Hendricks and the Cubs were excited to see Alzolay take another step in his development, but will have to wait. That puts a greater emphasis on the Cubs pitching staff, which president of baseball operations Jed Hoyer said was an area that needed improvement Monday morning. 

“Our biggest focus, candidly — and we’ve said this over and over — is on pitching and pitching depth,” Hoyer said. 

That’s especially true this year. With the shortened Spring Training and playing 162 games, the Cubs and the rest of the teams in MLB will have to be creative with how they use their pitching staffs. Pitching coach Tommy Hottovy alluded to the fact that teams could piggyback starters to save innings and arms, especially now with the DH in the NL and not having to worry about pulling pitchers because their spot in the lineup is due up to hit. 

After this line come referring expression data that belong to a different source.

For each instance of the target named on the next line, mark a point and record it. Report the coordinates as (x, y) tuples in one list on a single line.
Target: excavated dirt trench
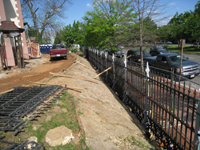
[(27, 76)]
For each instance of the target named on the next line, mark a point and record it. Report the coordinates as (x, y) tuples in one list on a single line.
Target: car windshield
[(138, 52), (119, 51), (177, 58), (58, 46), (159, 47), (162, 50)]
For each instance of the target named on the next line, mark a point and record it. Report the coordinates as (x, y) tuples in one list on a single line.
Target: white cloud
[(170, 17), (172, 4), (88, 5)]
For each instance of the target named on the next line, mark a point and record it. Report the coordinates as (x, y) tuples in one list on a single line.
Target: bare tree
[(43, 15), (153, 9)]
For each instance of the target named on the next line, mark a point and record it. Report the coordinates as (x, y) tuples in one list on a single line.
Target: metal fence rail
[(21, 103), (167, 108)]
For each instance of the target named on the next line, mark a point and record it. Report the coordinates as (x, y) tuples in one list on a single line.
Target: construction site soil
[(35, 70), (106, 121)]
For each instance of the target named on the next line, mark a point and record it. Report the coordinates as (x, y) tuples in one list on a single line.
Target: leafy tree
[(146, 9), (72, 34), (58, 38), (107, 25), (178, 26), (43, 15)]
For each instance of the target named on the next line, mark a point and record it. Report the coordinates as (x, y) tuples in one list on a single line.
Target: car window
[(137, 53), (159, 58), (177, 58), (162, 50), (130, 52), (144, 52), (54, 47)]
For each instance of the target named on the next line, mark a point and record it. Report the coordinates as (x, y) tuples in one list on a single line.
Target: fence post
[(125, 80), (97, 60), (106, 55), (196, 141), (113, 58), (101, 61), (172, 91), (145, 121)]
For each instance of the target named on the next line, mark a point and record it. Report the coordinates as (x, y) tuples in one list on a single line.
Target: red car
[(58, 50)]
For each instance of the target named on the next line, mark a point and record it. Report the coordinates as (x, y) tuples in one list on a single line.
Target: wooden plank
[(102, 72), (86, 66), (69, 87), (56, 74)]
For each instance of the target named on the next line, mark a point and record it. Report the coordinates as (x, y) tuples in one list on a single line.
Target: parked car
[(155, 50), (175, 42), (108, 51), (166, 61), (134, 55), (195, 43), (58, 50), (119, 53), (168, 42)]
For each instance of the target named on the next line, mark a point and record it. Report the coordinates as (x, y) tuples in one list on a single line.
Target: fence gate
[(3, 54)]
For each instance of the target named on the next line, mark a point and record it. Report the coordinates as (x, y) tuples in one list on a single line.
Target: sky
[(79, 7)]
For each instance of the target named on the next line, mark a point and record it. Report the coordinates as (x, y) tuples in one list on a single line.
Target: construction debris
[(61, 75), (68, 87), (86, 66)]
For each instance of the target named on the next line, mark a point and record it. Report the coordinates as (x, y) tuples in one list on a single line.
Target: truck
[(166, 61), (58, 50)]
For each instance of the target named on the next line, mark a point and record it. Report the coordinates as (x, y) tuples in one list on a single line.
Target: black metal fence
[(167, 108)]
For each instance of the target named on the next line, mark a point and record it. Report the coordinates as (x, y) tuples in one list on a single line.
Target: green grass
[(67, 119), (175, 48), (186, 49)]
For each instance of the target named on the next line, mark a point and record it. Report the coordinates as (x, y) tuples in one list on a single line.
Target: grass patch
[(67, 119), (186, 49), (136, 142)]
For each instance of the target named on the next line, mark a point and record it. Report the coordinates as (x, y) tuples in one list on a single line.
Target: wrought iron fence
[(167, 108)]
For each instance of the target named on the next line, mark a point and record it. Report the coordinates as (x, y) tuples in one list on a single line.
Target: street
[(193, 57)]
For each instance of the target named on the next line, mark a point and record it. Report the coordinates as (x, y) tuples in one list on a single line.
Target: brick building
[(11, 10)]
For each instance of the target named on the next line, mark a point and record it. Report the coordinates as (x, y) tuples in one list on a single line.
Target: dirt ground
[(107, 123), (35, 70)]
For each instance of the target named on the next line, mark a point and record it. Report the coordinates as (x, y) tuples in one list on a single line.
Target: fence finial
[(106, 54), (125, 61), (113, 57), (147, 69)]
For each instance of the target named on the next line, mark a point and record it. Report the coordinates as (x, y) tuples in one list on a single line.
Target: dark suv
[(134, 55), (155, 50), (119, 53)]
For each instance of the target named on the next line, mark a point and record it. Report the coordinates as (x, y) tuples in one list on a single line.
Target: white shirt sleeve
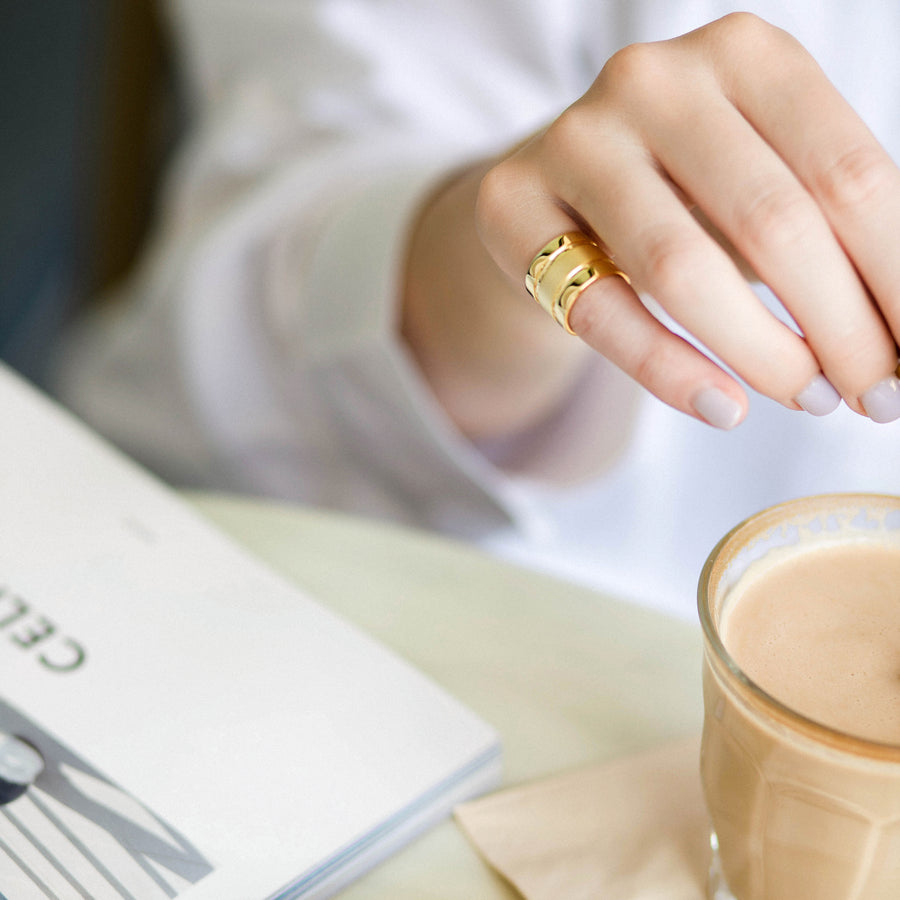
[(256, 347)]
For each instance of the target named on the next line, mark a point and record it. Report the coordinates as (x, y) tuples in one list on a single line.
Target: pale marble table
[(567, 676)]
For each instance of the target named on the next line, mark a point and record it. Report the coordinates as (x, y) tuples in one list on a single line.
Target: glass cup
[(797, 809)]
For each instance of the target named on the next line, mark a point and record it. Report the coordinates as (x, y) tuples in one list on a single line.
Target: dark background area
[(89, 109)]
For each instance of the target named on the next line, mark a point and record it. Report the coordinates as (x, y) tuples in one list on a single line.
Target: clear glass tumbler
[(797, 809)]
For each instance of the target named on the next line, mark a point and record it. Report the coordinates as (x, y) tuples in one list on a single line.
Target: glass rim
[(757, 524)]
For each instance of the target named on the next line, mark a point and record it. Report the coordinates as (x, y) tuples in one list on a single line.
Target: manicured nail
[(717, 408), (882, 401), (819, 397)]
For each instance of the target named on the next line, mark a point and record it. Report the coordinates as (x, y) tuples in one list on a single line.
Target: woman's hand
[(733, 126)]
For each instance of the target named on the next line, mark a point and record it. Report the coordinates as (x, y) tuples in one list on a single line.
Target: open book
[(202, 729)]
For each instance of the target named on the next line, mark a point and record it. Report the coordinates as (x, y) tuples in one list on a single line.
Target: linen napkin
[(632, 829)]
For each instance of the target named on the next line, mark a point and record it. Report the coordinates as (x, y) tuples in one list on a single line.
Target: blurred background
[(90, 109)]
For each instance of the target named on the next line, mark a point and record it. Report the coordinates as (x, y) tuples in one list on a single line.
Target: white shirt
[(256, 349)]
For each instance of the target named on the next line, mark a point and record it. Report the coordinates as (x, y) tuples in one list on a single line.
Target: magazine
[(175, 719)]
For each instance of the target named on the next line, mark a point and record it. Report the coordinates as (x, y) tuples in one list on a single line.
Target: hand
[(735, 125)]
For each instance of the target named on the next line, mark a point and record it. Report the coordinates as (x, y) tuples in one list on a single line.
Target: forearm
[(492, 358)]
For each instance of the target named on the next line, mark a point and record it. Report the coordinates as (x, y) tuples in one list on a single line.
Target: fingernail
[(882, 401), (717, 408), (819, 397)]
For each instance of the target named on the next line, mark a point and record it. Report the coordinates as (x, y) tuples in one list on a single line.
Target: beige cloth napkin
[(631, 829)]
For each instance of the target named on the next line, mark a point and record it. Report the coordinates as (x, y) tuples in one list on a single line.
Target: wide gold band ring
[(563, 269)]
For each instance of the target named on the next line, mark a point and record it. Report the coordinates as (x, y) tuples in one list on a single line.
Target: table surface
[(568, 677)]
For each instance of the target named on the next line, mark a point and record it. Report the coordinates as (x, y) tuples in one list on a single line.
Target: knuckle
[(569, 131), (775, 217), (500, 190), (856, 178), (671, 262), (636, 71)]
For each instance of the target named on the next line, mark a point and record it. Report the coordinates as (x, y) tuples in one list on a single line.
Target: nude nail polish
[(882, 401), (819, 398), (717, 408)]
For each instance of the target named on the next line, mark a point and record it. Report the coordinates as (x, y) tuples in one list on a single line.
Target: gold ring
[(563, 270)]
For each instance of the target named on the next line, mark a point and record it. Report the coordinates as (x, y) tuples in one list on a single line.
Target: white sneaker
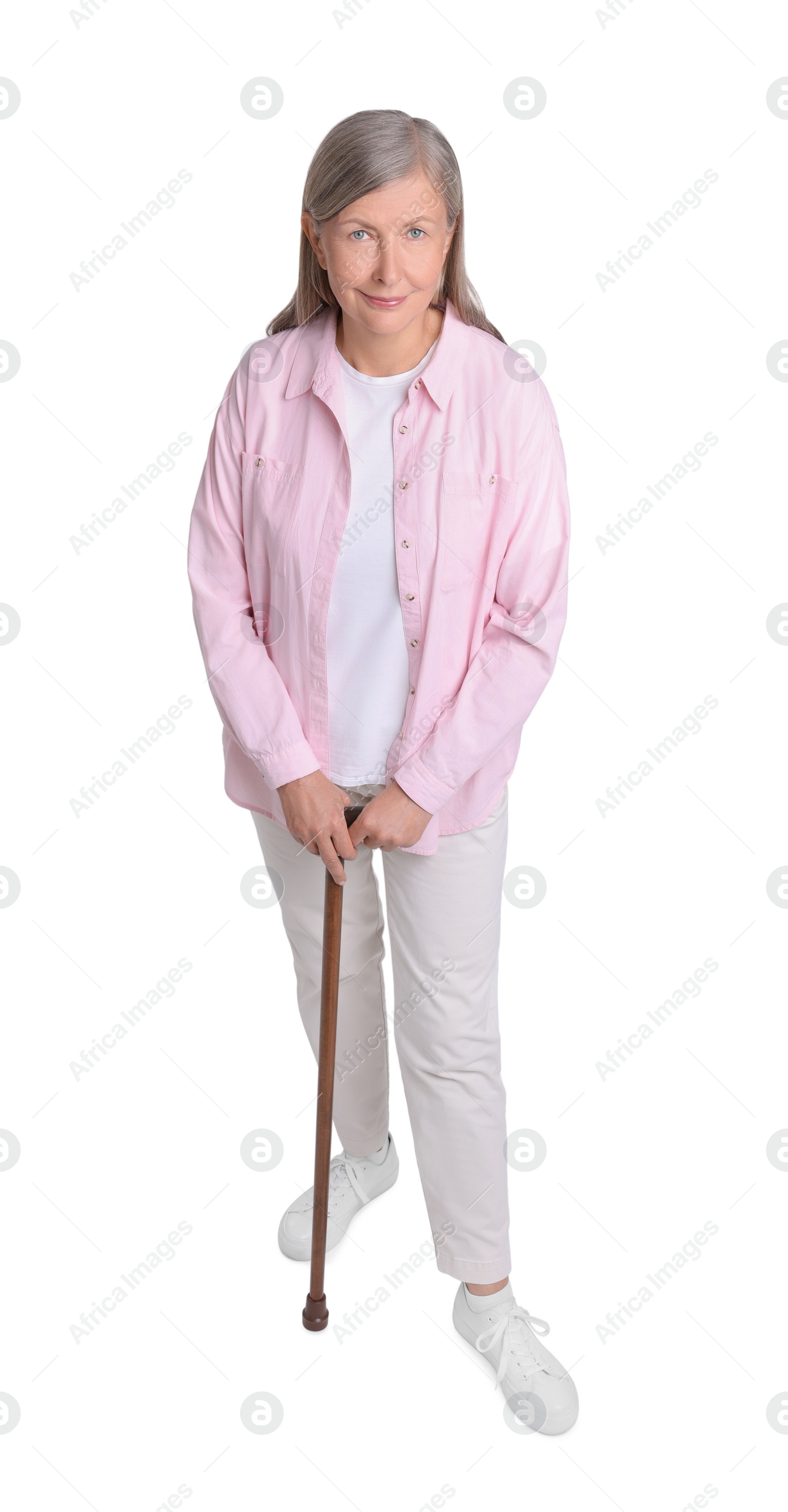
[(353, 1182), (547, 1399)]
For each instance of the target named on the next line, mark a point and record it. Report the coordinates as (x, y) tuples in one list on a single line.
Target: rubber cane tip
[(315, 1315)]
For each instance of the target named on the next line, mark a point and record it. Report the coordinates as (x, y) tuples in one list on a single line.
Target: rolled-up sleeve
[(249, 691), (521, 640)]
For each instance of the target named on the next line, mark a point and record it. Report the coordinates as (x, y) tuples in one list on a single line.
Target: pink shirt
[(482, 528)]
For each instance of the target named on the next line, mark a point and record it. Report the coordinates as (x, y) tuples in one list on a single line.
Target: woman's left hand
[(389, 820)]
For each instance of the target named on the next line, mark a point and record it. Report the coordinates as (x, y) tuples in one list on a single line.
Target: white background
[(637, 109)]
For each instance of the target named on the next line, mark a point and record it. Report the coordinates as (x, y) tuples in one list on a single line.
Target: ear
[(450, 236), (307, 226)]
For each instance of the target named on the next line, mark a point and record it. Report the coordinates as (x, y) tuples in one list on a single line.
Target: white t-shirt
[(366, 654)]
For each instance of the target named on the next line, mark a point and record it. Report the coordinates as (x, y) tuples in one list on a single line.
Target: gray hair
[(359, 155)]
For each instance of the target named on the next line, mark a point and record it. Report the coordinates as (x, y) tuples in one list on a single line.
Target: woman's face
[(385, 253)]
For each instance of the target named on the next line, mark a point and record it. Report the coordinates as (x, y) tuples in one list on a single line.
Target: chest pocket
[(270, 492), (468, 515)]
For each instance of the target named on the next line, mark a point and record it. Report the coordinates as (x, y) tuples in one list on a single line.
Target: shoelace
[(342, 1174), (513, 1339)]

“The multi-inning reliever becomes more of a possibility when you don’t have to worry about pinch-hitter or double switching and things like that,” Hoyer said. “So what form that comes in? I’m not sure but certainly innings are going to be key.”

DH possibilities 

Count Hendricks among the supporters of the DH in the NL. 

“I think you guys have seen what I’m featuring up there,” Hendricks said with a laugh. “I’m very happy to put the bat in somebody else’s hands. Just worry about pitching.”

That opens up possibilities for Ross, too. 

In 2020, he alternated heavily between catchers Victor Caratini and Willson Contreras, using one as a catcher and the other in the DH role. That’s a possibility again this year, with Yan Gomes serving as the Cubs’ backup catcher. 

Another possibility lies in rotating the Cubs’ trio of middle infielders. With Andrelton Simmons (SS), Nick Madrigal (2B) and Nico Hoerner (SS, 2B, LF, CF), Ross can mix and match using the DH and exploiting the defensive prowess of Simmons.

Roster notes

  • Harold Ramírez and Brailyn Márquez have not reported to Mesa yet. The pair are having visa issues and have not been able to report.